Space-time Reinforcement Network for Video Object Segmentation
Yadang Chen, Wentao Zhu, Zhi-Xin Yang, Enhua Wu
TL;DR
This work tackles two core problems in memory-based semi-supervised video object segmentation: disrupted space-time coherence under occlusion/fast motion and undesired pixel-level mismatches from noise. It introduces SRNet, which combines a Feature Alignment Module that generates an auxiliary frame as a short temporal reference with a Prototype Transformer Module that enables prototype-level matching via iterative cross-attention, controlled by position embeddings.

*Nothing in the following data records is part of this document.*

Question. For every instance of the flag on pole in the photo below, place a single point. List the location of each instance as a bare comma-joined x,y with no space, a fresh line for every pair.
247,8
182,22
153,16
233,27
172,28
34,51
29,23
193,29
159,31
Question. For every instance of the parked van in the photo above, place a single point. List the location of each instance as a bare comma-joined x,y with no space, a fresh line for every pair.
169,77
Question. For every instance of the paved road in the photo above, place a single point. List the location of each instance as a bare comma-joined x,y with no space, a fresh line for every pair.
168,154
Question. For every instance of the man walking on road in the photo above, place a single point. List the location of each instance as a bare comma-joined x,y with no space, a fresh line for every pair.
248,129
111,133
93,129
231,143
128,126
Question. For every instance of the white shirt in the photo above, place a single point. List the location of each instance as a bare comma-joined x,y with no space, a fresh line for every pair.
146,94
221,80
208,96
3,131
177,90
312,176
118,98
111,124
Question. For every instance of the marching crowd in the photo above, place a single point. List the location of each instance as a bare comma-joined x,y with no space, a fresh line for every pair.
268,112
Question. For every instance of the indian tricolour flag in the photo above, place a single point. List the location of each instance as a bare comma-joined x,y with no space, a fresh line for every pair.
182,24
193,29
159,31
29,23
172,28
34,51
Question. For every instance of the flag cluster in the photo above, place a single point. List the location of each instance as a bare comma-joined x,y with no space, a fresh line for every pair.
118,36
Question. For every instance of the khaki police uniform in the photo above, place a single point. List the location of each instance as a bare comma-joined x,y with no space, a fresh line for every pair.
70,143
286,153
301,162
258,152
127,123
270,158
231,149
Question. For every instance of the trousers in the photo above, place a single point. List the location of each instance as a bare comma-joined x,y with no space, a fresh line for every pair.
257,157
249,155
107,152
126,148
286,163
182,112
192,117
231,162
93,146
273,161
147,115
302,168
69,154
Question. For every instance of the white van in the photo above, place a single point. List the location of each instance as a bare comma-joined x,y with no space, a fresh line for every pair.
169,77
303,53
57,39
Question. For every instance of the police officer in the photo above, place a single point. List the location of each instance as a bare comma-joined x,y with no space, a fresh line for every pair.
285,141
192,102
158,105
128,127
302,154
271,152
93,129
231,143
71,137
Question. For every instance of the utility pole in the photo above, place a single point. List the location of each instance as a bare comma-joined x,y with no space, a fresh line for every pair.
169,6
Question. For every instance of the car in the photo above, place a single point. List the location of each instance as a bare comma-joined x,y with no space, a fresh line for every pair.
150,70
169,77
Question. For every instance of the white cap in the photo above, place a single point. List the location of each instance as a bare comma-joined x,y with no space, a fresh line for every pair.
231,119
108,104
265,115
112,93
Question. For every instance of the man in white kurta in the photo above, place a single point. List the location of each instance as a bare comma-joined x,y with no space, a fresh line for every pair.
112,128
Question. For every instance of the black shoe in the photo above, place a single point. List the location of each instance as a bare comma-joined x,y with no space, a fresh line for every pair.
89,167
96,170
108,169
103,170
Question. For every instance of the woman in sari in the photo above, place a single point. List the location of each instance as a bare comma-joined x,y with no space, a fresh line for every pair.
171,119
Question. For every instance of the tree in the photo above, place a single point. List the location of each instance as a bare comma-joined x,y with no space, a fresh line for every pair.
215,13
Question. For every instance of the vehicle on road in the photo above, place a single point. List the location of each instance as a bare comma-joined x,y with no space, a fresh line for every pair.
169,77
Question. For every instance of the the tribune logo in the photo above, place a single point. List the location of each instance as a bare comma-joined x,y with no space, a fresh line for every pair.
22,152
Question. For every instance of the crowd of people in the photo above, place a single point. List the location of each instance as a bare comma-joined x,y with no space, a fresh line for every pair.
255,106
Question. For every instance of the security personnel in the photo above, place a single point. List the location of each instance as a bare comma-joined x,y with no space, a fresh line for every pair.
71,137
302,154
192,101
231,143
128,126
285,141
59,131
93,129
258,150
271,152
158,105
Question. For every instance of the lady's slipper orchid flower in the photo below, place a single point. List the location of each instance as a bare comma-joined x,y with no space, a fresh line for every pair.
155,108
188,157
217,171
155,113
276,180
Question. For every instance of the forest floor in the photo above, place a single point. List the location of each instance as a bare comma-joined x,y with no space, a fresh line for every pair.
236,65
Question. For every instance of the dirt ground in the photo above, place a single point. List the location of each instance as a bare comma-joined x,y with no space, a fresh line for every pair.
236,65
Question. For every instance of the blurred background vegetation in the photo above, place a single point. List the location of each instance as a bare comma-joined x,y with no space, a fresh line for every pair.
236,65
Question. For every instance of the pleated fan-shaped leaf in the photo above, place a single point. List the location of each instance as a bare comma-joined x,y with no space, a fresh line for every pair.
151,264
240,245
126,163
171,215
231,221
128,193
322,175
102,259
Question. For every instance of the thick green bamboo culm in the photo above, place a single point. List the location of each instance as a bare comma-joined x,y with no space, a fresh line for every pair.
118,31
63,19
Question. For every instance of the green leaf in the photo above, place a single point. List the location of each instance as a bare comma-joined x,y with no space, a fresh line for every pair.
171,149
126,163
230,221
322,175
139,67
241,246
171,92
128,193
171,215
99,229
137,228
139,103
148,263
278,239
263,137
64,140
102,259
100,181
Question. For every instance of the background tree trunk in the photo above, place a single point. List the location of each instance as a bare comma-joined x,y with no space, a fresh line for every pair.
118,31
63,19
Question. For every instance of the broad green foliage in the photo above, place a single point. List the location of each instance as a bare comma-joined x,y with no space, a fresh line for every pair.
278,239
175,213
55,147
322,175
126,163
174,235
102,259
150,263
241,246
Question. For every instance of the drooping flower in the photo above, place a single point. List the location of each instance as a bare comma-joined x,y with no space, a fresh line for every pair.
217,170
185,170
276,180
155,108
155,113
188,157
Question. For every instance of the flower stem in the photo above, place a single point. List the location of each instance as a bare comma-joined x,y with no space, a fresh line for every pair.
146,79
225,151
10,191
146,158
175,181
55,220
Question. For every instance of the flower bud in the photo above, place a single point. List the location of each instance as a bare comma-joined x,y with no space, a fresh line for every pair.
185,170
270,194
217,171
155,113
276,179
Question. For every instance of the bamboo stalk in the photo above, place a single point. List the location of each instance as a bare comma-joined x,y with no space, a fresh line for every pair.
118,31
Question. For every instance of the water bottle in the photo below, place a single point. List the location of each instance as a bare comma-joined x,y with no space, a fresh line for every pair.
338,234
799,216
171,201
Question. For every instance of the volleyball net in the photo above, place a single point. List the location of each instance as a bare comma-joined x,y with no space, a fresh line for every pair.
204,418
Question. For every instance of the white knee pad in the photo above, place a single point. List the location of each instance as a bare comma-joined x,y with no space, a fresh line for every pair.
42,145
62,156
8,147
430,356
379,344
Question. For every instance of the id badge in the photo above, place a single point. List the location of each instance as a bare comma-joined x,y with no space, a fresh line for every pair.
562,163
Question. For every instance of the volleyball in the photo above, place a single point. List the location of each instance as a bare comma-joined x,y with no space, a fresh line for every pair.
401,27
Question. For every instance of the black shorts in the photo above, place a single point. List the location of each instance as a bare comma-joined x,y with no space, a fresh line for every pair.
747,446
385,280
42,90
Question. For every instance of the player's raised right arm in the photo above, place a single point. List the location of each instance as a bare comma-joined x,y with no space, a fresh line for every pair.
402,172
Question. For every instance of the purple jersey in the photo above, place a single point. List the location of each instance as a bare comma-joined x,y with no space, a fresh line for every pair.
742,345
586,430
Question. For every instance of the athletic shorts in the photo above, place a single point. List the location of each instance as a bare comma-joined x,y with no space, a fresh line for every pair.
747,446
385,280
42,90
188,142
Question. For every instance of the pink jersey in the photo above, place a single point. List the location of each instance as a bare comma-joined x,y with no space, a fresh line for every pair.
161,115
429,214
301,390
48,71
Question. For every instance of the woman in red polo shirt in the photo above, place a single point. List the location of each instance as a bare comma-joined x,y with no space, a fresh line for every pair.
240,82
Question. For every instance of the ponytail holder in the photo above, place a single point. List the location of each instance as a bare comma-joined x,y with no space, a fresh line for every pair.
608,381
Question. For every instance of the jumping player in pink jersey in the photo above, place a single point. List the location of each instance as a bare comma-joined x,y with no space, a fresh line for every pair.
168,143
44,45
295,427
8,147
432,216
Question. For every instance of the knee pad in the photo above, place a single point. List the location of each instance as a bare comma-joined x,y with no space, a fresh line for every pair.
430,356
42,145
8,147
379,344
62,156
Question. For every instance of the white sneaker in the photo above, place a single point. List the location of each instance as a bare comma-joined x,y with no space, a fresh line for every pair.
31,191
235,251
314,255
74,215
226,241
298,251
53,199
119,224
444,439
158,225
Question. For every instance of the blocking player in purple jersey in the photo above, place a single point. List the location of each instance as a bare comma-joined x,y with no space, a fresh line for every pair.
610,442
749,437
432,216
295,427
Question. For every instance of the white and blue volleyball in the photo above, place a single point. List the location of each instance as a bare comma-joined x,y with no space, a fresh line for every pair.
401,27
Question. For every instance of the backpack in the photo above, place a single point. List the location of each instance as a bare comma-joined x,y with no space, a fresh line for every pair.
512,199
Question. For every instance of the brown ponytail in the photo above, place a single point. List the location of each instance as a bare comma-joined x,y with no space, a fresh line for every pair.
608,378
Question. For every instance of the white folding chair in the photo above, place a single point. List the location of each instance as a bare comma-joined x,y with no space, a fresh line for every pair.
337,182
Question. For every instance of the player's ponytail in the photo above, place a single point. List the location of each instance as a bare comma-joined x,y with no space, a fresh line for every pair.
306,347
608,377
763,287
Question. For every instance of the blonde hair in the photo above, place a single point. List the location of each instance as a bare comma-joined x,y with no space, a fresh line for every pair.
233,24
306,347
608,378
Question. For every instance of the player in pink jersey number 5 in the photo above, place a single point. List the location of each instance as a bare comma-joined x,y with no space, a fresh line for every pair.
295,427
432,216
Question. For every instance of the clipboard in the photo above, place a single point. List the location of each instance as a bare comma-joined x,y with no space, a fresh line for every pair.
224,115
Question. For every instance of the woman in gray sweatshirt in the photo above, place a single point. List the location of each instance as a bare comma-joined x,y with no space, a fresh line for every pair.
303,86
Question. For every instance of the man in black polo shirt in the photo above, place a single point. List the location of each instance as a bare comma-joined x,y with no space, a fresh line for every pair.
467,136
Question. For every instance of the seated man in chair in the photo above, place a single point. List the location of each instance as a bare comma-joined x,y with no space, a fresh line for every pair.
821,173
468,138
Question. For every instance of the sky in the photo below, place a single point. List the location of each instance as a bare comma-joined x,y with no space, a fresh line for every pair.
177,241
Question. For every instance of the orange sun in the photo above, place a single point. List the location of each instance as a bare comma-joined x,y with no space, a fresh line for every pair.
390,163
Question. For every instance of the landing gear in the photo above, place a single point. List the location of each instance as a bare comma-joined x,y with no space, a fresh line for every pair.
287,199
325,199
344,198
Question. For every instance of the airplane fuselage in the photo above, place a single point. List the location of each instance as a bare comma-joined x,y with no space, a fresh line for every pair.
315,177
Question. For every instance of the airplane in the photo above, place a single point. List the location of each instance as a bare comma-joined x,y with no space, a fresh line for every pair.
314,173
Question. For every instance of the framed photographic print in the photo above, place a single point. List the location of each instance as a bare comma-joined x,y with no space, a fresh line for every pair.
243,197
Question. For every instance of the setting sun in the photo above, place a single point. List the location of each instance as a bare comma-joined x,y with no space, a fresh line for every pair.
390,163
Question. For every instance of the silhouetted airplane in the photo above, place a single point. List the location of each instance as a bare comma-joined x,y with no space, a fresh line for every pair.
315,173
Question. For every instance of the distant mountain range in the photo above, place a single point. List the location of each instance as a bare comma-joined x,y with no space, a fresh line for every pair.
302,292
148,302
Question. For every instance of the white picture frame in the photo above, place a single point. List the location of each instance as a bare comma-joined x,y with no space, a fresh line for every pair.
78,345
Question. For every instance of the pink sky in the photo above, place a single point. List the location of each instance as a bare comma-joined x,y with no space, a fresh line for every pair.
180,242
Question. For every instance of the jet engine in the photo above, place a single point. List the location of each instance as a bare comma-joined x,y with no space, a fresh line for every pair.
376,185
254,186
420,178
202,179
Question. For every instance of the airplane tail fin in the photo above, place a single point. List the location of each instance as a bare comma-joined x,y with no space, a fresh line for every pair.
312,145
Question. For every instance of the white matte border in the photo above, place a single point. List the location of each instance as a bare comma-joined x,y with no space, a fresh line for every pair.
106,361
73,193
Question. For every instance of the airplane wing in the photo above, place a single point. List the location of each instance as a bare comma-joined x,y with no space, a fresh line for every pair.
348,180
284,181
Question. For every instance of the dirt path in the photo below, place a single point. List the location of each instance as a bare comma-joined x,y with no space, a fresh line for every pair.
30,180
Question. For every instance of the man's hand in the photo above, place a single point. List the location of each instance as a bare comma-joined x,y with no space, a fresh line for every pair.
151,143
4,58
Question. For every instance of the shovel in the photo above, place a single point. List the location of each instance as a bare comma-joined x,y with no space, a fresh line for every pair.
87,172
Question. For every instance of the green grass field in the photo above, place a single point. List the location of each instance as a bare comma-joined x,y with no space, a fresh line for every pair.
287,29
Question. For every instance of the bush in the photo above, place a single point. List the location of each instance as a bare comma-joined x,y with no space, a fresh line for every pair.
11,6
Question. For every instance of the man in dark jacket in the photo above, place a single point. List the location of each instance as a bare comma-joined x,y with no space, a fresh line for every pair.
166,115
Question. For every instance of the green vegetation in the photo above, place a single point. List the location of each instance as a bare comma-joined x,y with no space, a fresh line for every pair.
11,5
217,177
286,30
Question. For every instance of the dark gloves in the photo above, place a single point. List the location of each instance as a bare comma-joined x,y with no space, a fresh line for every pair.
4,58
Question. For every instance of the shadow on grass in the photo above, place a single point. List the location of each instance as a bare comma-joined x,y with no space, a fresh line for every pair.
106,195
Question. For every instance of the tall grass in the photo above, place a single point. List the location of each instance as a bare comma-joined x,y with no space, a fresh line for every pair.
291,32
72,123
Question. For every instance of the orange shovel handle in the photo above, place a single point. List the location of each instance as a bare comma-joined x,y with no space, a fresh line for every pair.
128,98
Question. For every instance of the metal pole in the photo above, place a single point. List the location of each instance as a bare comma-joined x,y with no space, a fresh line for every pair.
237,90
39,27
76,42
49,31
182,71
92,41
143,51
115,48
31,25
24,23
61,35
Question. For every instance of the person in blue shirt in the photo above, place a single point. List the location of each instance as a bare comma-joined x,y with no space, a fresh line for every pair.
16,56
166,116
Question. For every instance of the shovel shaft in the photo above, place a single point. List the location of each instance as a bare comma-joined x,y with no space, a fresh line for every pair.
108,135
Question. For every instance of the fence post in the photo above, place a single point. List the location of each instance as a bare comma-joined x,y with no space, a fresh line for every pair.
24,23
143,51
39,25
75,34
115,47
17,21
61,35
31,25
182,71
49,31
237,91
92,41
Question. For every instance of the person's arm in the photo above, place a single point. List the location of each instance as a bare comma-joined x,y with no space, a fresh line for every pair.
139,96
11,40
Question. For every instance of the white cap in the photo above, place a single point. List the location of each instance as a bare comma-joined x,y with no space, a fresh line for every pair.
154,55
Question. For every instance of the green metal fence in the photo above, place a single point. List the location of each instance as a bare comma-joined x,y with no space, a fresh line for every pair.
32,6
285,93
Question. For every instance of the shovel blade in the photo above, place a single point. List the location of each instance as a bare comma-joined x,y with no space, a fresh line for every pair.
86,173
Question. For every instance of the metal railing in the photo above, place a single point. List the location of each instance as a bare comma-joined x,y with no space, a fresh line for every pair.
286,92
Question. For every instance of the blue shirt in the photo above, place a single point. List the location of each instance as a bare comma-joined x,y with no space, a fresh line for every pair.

The approach yields a strong DAVIS 2017 performance (J&F 86.4%) and competitive YouTube-VOS 2018 results (85.0%), while delivering real-time inference speeds around 32 FPS. By alleviating both coherence loss and distractor sensitivity, SRNet offers robust, fast VOS suitable for practical applications in autonomous systems and video editing.
Abstract
Recently, video object segmentation (VOS) networks typically use memory-based methods: for each query frame, the mask is predicted by space-time matching to memory frames. Despite these methods having superior performance, they suffer from two issues: 1) Challenging data can destroy the space-time coherence between adjacent video frames. 2) Pixel-level matching will lead to undesired mismatching caused by the noises or distractors. To address the aforementioned issues, we first propose to generate an auxiliary frame between adjacent frames, serving as an implicit short-temporal reference for the query one. Next, we learn a prototype for each video object and prototype-level matching can be implemented between the query and memory. The experiment demonstrated that our network outperforms the state-of-the-art method on the DAVIS 2017, achieving a J&F score of 86.4%, and attains a competitive result 85.0% on YouTube VOS 2018. In addition, our network exhibits a high inference speed of 32+ FPS.